R. – Vivere insieme è una cosa, vivere gli interessi personali o religiosi oppure confessionali è un’altra cosa. Noi abbiamo vissuto insieme per tutti questi anni, con difficoltà, perché non è andato sempre tutto liscio, però abbiamo fatto il nostro possibile per mettere pace con i fratelli musulmani, cioè con i nostri coetanei e anche con quelli che c’erano prima. Però, anche noi non sappiamo: adesso sono aumentati gli interessi personali, sono aumentate le guerre, le divisioni. Secondo me, questo accade perché il mondo si allontana da Dio non solo qui in Iraq ma, come si vede, in tutto il mondo. Avete visto cosa è successo a Bruxelles, avete assistito tramite alla televisione, alcuni mesi fa, a quello che è successo in Francia. Noi gridiamo da tanto tempo: per favore, non vendete le armi a questa gente che non ha coscienza. Cercate di fabbricare altre cose che fanno bene all’uomo, cercate di obbedire a Dio, a Cristo nostro Signore, che dice: “Amatevi gli uni gli altri”. In questo modo possiamo vivere e continuare la nostra vita con loro. Ma quando ci sono i diavoli che sono scesi dall’inferno in terra, questi diavoli fanno tutto per dividere gli uomini da Dio, gli uomini tra di loro e anche l’uomo in se stesso, che è diviso, perché da una parte c’è Dio e la sua salvezza, e dall’altra parte c’è anche il diavolo che cerca, come ha fatto con Adamo, di allontanare l’uomo da Dio.

D. – Secondo lei, un dialogo interreligioso è ancora possibile oggi sul suolo iracheno?

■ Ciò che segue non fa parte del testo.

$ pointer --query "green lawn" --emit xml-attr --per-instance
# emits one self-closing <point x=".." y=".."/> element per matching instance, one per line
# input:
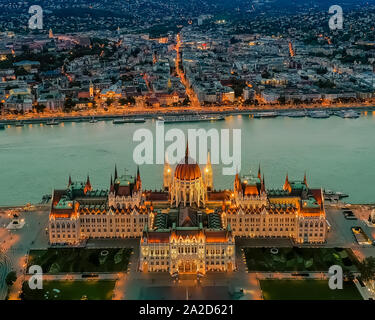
<point x="307" y="290"/>
<point x="71" y="290"/>
<point x="80" y="260"/>
<point x="298" y="259"/>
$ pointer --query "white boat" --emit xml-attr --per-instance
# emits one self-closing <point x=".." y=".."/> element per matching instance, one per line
<point x="193" y="118"/>
<point x="347" y="114"/>
<point x="265" y="115"/>
<point x="52" y="122"/>
<point x="129" y="120"/>
<point x="297" y="114"/>
<point x="320" y="114"/>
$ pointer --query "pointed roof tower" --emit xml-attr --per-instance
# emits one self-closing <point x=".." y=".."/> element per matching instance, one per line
<point x="305" y="180"/>
<point x="116" y="172"/>
<point x="263" y="185"/>
<point x="187" y="152"/>
<point x="259" y="174"/>
<point x="88" y="186"/>
<point x="287" y="186"/>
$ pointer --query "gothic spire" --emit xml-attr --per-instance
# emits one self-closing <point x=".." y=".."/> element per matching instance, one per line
<point x="115" y="172"/>
<point x="259" y="174"/>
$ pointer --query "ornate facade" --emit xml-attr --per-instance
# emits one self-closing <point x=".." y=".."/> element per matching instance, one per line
<point x="187" y="227"/>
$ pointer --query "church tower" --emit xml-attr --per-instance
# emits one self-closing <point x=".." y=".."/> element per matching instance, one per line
<point x="91" y="90"/>
<point x="167" y="175"/>
<point x="208" y="180"/>
<point x="287" y="186"/>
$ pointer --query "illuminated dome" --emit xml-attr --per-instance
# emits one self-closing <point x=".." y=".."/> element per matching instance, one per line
<point x="187" y="169"/>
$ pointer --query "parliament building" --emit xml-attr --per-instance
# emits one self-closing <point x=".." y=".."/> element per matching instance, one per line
<point x="187" y="226"/>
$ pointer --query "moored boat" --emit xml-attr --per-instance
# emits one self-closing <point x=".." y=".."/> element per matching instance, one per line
<point x="52" y="122"/>
<point x="319" y="114"/>
<point x="259" y="115"/>
<point x="193" y="118"/>
<point x="297" y="114"/>
<point x="347" y="114"/>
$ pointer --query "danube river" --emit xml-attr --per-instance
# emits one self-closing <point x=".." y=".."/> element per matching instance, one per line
<point x="337" y="154"/>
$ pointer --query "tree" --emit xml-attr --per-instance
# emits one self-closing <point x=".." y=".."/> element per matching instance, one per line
<point x="367" y="269"/>
<point x="11" y="278"/>
<point x="69" y="104"/>
<point x="122" y="101"/>
<point x="40" y="107"/>
<point x="109" y="101"/>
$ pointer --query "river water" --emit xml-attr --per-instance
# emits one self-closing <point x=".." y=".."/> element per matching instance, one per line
<point x="337" y="154"/>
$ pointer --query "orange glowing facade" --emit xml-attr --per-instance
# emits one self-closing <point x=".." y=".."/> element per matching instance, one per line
<point x="187" y="227"/>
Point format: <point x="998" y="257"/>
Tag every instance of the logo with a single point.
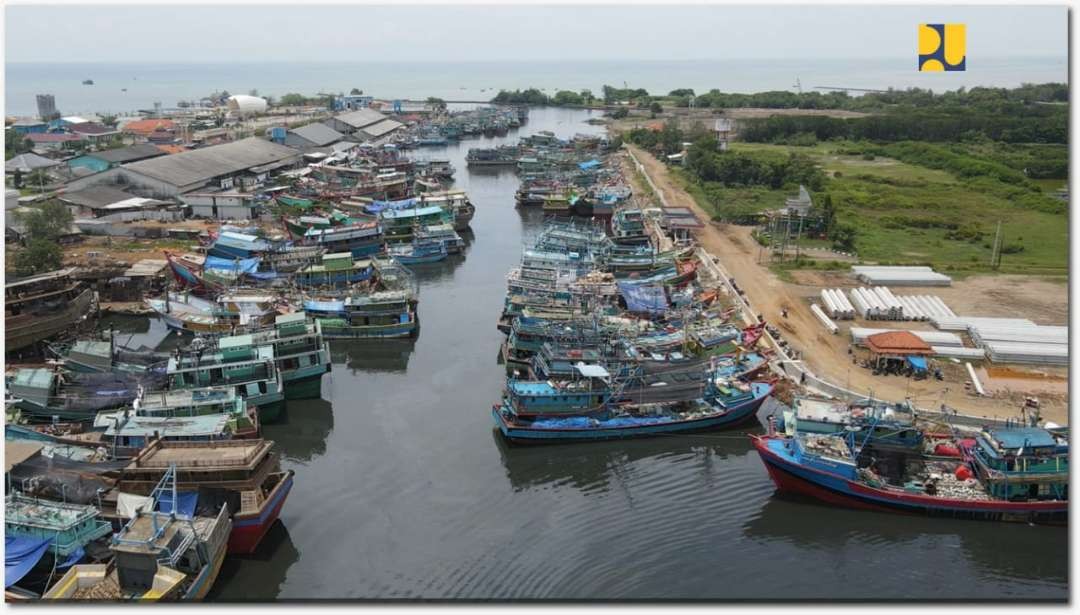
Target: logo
<point x="942" y="47"/>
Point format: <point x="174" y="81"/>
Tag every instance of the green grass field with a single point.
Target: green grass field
<point x="909" y="214"/>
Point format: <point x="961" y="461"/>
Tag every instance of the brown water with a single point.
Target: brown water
<point x="403" y="490"/>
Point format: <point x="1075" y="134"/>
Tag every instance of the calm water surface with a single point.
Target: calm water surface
<point x="404" y="491"/>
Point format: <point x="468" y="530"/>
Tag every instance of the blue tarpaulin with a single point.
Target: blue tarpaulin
<point x="918" y="362"/>
<point x="21" y="555"/>
<point x="72" y="559"/>
<point x="644" y="297"/>
<point x="377" y="206"/>
<point x="186" y="499"/>
<point x="324" y="306"/>
<point x="234" y="265"/>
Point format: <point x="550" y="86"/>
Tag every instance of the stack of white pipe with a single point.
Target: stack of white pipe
<point x="934" y="338"/>
<point x="837" y="305"/>
<point x="824" y="319"/>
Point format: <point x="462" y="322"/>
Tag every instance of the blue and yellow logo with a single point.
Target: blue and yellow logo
<point x="942" y="47"/>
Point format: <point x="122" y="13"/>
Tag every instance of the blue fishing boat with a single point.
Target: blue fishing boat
<point x="418" y="252"/>
<point x="547" y="413"/>
<point x="1004" y="475"/>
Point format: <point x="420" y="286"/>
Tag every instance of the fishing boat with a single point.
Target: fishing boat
<point x="228" y="312"/>
<point x="48" y="395"/>
<point x="97" y="356"/>
<point x="297" y="346"/>
<point x="538" y="412"/>
<point x="67" y="527"/>
<point x="42" y="306"/>
<point x="359" y="238"/>
<point x="1003" y="475"/>
<point x="158" y="555"/>
<point x="443" y="234"/>
<point x="418" y="252"/>
<point x="239" y="363"/>
<point x="243" y="475"/>
<point x="335" y="270"/>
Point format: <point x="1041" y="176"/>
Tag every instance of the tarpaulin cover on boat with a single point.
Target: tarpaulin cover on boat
<point x="377" y="206"/>
<point x="186" y="503"/>
<point x="324" y="306"/>
<point x="233" y="265"/>
<point x="918" y="362"/>
<point x="129" y="505"/>
<point x="585" y="423"/>
<point x="21" y="555"/>
<point x="644" y="298"/>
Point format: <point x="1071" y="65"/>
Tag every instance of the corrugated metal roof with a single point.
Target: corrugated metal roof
<point x="95" y="197"/>
<point x="361" y="118"/>
<point x="382" y="128"/>
<point x="318" y="133"/>
<point x="200" y="165"/>
<point x="129" y="154"/>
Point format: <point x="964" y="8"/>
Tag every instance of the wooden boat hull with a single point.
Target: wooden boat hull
<point x="793" y="477"/>
<point x="17" y="336"/>
<point x="525" y="435"/>
<point x="248" y="530"/>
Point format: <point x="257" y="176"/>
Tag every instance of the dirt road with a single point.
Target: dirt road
<point x="824" y="355"/>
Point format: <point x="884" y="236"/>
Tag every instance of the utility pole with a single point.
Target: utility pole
<point x="996" y="255"/>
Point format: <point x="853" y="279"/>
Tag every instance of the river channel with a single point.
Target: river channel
<point x="403" y="490"/>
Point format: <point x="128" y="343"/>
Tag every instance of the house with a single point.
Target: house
<point x="799" y="205"/>
<point x="146" y="129"/>
<point x="98" y="161"/>
<point x="95" y="133"/>
<point x="221" y="204"/>
<point x="312" y="135"/>
<point x="27" y="125"/>
<point x="15" y="230"/>
<point x="352" y="122"/>
<point x="28" y="162"/>
<point x="352" y="102"/>
<point x="380" y="130"/>
<point x="243" y="163"/>
<point x="55" y="141"/>
<point x="98" y="201"/>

R. – Se veramente abbiamo detto “dialogo”, dialogo vero, dialogo disinteressato, dialogo senza alcuna cattiveria, solo fare la volontà di Dio, questo dialogo è possibile. Ma quando ci sono tante altre cose che vogliono "tirare il buon cuore dal campo di Dio", allora sarà impossibile. Noi speriamo, in questa Santa Pasqua, che il Signore ci dia la sua grazia: chiediamo che sia una Pasqua di pace in tutto il mondo, perché non è solo l’Iraq, dove c’è la guerra, oppure la Siria, per tutto il mondo. Perché l’uomo si allontana da Dio. Andiamo a girare per le strade dell’Europa: cosa vediamo? Possiamo chiedere o parlare di Dio davanti agli altri? Subito diranno: questo non è il nostro interesse, questo non è affar nostro. Perché non si può parlare al parlamento europeo di cristianesimo? Questo è fanatismo? Oppure è fanatismo proprio “contro” Dio? Quindi, noi chiediamo la speranza, la pace, l’amore, la salvezza, l’unità per tutto il mondo, per mezzo dell’intercessione di nostra Madre, Maria.